Nicht nur bei schönem Wetter darf man keinesfalls versäumen, einen Spaziergang durch den Tuileriengarten anzuschließen, wo Richiers wunderbare, fünfteilige Bronzegruppe L’Échiquier, grand (1959) aufgestellt ist (eine bemalte Gipsfassung der Gruppe ist in der Restrospektive zu sehen).
Wer die Schau im Centre Pompidou jetzt im Frühjahr verpasst, muss in der zweiten Jahreshälfte halt nach Süden, ins Languedoc, nach Montpellier, wo das Musée Fabre die Ausstellung von Mitte Juli bis Anfang November 2023 zeigt. Ist ja auch schön da.
Thomas Demand – Le bégaiement de l’histoire
Sehr hübsch gestaltet ist die Wanderausstellung auf Welttournee, Thomas Demand – Das Stottern der Geschichte, im Jeu de Paume (Tuileriengarten). Die Schau zeigt mehr als 60, meist großformatige fotografische Arbeiten und zwei Videos des 1964 in München geborenen Künstlers (Studium u.a. an der Kunstakademie Düsseldorf).
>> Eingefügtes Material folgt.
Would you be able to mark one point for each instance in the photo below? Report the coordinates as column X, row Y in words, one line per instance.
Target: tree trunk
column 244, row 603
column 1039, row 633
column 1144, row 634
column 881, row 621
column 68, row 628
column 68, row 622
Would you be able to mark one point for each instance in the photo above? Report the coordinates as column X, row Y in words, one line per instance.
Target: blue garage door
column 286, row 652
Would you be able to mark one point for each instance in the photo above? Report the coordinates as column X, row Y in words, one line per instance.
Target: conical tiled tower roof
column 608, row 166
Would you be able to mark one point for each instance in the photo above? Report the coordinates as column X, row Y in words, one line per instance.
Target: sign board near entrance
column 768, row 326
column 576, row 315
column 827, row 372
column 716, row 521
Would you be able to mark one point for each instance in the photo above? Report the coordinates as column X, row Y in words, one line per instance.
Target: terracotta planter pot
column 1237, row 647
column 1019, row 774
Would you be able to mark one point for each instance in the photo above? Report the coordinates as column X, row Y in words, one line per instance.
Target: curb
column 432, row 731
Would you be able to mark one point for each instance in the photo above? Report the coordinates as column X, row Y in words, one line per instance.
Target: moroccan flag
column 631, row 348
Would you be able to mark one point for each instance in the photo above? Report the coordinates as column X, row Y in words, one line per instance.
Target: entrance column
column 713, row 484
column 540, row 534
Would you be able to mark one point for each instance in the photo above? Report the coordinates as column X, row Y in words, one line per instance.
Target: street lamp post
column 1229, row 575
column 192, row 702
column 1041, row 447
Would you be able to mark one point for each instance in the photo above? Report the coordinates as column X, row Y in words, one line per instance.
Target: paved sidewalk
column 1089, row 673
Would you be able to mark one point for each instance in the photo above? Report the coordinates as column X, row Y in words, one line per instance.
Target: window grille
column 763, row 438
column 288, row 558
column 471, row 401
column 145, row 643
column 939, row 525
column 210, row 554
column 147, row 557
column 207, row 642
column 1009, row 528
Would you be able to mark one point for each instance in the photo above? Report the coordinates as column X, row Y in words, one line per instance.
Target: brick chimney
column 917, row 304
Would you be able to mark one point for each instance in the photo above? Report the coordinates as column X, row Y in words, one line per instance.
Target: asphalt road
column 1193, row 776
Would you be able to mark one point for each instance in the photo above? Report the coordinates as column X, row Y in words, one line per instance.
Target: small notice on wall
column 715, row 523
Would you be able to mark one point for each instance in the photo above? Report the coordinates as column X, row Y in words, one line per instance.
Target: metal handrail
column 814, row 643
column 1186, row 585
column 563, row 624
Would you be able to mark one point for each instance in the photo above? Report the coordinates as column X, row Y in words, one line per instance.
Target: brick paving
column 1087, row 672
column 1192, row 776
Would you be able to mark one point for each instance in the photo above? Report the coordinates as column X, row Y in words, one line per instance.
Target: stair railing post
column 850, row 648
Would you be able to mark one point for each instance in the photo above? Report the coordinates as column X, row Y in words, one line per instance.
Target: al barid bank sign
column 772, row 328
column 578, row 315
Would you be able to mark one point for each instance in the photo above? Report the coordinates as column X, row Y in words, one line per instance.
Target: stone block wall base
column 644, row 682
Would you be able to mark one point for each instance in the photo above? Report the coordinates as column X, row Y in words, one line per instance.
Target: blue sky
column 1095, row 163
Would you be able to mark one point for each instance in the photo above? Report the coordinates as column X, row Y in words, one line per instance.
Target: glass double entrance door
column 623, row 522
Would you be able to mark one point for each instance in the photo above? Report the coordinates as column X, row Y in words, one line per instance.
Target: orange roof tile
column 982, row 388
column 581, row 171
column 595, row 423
Demand ist berühmt geworden durch seine Methode, Schauplätze historischer Ereignisse in Originalgröße aus Pappe nachzubauen und diese Rekonstruktionen fotografisch zu dokumentieren. Er problematisiert dabei in abgründiger Vielschichtigkeit die mediale Vermittlung von Zeitgeschichte und bildbasierte Prozesse kollektiven Erinnerns.
Zu sehen gibt es Arbeiten von der Mitte der 1990er Jahre (Riefenstahl-Archiv, 1995) bis hin zu jüngsten Werken, darunter eine fünfteilige Serie über den Raum der Transitzone des Flughafens Moskau-Scheremetjewo, in dem Eward Snowden mehr als einen Monat lebte, bevor ihm die Einreise nach Russland erlaubt wurde (Refuge I-V, 2021).
Die Ausstellung gastiert noch bis 23. Mai 2023 im Jeu de Paume und reist danach weiter ins Jerusalemer Israel Museum und ins MoFA Housten.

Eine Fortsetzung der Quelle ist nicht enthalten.